They avoid bringing the ball into contact and always have two options for the man in possession. That style of play helped them dissect Tyrone’s blanket in Croke Park last month, in a game where Dublin were out of sight by half-time.

The sort of defensive system employed by Mickey Harte’s team is no longer troubling for Dublin, who’ve worked relentlessly on rendering mass defences extinct.

“My reading on that would be that that initial set-up was to target against certain teams that weren’t used to playing against that and it was very effective,” explains Dublin selector Declan Darcy.

“Now teams have got well used to playing against that system and are better at it. And that had evolved. I think managers now will have to think differently as to how to break that.

“If you go to club matches right throughout the country you will see this throughout. It has been a phase of our games, which is probably a good thing in way, now whether it will continue or not I don’t know.

Declan D'Arcy and Bernard Dunne Declan Darcy and fellow backroom team member Bernard Dunne Source: James Crombie/INPHO

“But at the same time the more you play against it the better you get used to playing it and then you understand it. The key thing is, the more you understand that phase of play the more you understand it and I think players now have begun to see what way it works and how to break it down.”

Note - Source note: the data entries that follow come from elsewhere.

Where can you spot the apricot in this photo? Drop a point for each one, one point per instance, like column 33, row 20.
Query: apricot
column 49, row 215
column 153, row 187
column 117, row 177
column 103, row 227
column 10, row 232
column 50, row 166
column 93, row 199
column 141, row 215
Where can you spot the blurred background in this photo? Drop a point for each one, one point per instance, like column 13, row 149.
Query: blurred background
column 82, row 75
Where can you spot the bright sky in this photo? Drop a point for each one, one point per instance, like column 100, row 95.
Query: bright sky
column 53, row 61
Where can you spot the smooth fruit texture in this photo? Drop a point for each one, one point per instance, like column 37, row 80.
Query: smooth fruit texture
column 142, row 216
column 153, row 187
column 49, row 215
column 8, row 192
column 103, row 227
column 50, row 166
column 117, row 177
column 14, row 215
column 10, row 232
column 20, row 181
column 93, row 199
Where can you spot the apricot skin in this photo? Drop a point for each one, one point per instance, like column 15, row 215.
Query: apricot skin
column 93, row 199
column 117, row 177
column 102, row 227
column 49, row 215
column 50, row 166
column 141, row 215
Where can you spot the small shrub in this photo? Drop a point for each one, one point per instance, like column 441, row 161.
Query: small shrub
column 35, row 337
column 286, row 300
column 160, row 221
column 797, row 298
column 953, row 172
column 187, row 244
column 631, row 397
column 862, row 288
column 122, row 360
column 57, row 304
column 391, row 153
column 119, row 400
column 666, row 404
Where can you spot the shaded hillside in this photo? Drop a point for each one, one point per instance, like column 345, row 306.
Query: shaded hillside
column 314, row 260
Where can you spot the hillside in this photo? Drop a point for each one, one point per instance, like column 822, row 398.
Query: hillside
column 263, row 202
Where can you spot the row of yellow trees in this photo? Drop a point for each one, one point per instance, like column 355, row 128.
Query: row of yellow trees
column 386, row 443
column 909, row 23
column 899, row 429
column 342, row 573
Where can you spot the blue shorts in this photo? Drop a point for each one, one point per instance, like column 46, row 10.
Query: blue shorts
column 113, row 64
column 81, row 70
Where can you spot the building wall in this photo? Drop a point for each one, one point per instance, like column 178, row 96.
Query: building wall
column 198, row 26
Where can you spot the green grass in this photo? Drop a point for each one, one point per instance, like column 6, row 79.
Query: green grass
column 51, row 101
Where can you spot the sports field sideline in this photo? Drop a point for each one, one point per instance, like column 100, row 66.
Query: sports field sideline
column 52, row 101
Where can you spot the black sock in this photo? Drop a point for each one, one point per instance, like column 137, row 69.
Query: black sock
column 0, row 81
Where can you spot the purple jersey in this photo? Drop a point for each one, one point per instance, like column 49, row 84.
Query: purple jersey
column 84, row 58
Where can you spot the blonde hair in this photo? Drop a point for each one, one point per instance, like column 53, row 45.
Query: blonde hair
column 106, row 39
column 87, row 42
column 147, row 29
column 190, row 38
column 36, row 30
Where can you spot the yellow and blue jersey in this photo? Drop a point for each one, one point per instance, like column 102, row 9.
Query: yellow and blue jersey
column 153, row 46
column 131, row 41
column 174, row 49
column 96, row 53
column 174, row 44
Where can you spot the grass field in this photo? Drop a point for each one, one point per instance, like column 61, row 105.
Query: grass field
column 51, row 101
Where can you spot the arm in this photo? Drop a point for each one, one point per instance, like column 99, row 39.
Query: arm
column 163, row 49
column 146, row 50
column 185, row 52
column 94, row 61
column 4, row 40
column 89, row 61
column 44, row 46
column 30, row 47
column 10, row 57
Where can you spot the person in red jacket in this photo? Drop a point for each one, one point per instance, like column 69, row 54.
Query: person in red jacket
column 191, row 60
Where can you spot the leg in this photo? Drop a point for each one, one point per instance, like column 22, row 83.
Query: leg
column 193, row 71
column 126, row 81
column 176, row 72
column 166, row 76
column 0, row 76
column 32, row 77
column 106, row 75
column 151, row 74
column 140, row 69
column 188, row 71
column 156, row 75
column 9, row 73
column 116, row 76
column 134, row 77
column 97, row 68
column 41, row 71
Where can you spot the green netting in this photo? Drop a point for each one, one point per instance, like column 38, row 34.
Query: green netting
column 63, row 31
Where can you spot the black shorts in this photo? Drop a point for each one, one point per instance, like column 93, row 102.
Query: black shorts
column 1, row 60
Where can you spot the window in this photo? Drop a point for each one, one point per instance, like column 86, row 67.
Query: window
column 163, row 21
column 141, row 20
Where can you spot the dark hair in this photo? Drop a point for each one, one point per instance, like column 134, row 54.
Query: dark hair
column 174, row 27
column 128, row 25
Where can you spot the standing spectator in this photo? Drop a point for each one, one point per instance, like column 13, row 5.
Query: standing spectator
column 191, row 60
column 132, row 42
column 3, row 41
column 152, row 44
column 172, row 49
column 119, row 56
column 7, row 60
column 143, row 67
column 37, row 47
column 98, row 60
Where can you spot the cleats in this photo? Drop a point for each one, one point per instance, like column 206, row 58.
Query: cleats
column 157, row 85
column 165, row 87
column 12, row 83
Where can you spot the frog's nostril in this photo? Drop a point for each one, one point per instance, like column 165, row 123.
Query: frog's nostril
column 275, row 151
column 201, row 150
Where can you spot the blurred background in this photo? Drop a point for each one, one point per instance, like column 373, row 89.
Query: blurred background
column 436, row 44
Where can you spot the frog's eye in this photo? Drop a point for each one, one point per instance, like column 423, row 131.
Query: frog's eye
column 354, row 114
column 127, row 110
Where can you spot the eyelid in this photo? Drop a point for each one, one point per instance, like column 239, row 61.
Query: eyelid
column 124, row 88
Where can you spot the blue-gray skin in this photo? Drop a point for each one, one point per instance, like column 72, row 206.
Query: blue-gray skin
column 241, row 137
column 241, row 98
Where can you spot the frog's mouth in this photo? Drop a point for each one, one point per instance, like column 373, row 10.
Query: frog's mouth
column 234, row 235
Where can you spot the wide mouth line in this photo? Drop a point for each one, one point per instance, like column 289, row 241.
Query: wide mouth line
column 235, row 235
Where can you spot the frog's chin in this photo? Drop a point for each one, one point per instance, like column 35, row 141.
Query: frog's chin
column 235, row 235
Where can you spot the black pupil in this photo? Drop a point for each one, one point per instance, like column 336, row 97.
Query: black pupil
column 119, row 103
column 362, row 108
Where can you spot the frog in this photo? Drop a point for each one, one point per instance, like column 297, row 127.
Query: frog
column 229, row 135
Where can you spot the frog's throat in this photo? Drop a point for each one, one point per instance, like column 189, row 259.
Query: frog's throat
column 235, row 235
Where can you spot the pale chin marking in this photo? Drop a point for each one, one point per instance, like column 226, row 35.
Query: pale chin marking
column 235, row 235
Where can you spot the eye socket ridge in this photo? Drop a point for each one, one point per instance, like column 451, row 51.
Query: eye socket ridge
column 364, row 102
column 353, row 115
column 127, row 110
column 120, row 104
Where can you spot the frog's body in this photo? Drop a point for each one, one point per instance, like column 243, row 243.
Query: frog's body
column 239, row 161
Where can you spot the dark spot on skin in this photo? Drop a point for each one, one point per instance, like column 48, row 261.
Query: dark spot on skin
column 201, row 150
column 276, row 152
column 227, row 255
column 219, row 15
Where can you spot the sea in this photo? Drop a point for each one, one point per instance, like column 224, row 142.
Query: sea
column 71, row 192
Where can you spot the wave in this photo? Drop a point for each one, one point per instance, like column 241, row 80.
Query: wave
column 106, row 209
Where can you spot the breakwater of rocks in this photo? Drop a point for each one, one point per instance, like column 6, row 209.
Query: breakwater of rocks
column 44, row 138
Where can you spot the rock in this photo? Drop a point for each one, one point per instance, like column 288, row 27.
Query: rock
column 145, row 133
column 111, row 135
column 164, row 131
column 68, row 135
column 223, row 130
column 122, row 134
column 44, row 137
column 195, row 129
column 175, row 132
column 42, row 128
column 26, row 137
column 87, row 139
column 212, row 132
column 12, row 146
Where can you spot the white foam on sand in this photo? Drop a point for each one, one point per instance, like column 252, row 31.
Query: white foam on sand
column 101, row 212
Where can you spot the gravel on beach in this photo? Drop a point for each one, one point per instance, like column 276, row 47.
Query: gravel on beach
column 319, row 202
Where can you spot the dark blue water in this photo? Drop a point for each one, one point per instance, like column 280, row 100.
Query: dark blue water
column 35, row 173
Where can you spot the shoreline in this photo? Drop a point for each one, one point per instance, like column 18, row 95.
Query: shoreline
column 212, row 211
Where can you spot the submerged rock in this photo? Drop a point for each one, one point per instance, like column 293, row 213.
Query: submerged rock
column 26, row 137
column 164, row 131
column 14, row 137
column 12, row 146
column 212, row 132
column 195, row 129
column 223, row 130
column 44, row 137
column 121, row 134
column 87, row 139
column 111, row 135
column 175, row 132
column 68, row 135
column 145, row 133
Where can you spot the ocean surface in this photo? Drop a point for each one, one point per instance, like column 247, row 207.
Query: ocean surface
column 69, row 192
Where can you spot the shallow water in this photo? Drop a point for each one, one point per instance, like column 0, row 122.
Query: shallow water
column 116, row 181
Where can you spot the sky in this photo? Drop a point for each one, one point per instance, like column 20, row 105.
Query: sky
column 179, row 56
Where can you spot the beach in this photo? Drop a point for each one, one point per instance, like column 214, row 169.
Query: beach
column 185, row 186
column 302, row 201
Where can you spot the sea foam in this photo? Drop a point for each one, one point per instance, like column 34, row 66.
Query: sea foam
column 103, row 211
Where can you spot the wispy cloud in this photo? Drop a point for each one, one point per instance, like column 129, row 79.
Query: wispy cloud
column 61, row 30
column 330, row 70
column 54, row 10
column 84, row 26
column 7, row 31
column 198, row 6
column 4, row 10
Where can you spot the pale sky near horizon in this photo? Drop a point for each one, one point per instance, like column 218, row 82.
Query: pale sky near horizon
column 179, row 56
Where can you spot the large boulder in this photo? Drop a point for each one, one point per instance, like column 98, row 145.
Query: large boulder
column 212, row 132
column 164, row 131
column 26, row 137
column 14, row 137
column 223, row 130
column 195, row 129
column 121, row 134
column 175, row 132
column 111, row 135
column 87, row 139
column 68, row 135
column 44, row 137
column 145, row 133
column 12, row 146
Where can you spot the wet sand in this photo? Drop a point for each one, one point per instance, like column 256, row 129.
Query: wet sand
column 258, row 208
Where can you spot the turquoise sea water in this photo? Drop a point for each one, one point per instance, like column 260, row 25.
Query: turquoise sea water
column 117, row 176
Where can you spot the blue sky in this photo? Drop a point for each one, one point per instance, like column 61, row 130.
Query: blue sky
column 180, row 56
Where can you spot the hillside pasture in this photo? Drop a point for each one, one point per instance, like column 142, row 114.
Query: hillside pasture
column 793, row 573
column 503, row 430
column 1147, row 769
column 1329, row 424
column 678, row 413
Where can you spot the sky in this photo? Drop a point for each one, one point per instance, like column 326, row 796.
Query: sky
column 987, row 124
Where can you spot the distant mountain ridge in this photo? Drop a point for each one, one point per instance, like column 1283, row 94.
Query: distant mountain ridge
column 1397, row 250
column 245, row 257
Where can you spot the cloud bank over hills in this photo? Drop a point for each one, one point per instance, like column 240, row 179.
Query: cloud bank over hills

Mayo will provide an altogether different proposition on Sunday. Stephen Rochford is unlikely to play a sweeper and will instead look to occupy Cian O’Sullivan and prevent him from dropping in front of his full-back.

“We evolve rapidly,” continues Darcy. “And every year it changes dramatically. There were things thrown at us from a tactical point of view, which is fantastic, I love that bit and I think the players now enjoy that piece.

“It’s not just a game of football, there’s tactics, there’s oppositions, how they set out and how they play. It’s really important now they get that piece and if they get that right and understand their opposition then they are better equipped to handle what they can throw at them.”

Mayo's Stephen Rochford Mayo boss Stephen Rochford Source: Lorraine O'Sullivan/INPHO

Aidan O’Shea is likely to find himself back at centre-forward on Sunday, with his remit to engage O’Sullivan at leave space for Andy Moran, Cillian O’Connor and Jason Doherty to work with inside.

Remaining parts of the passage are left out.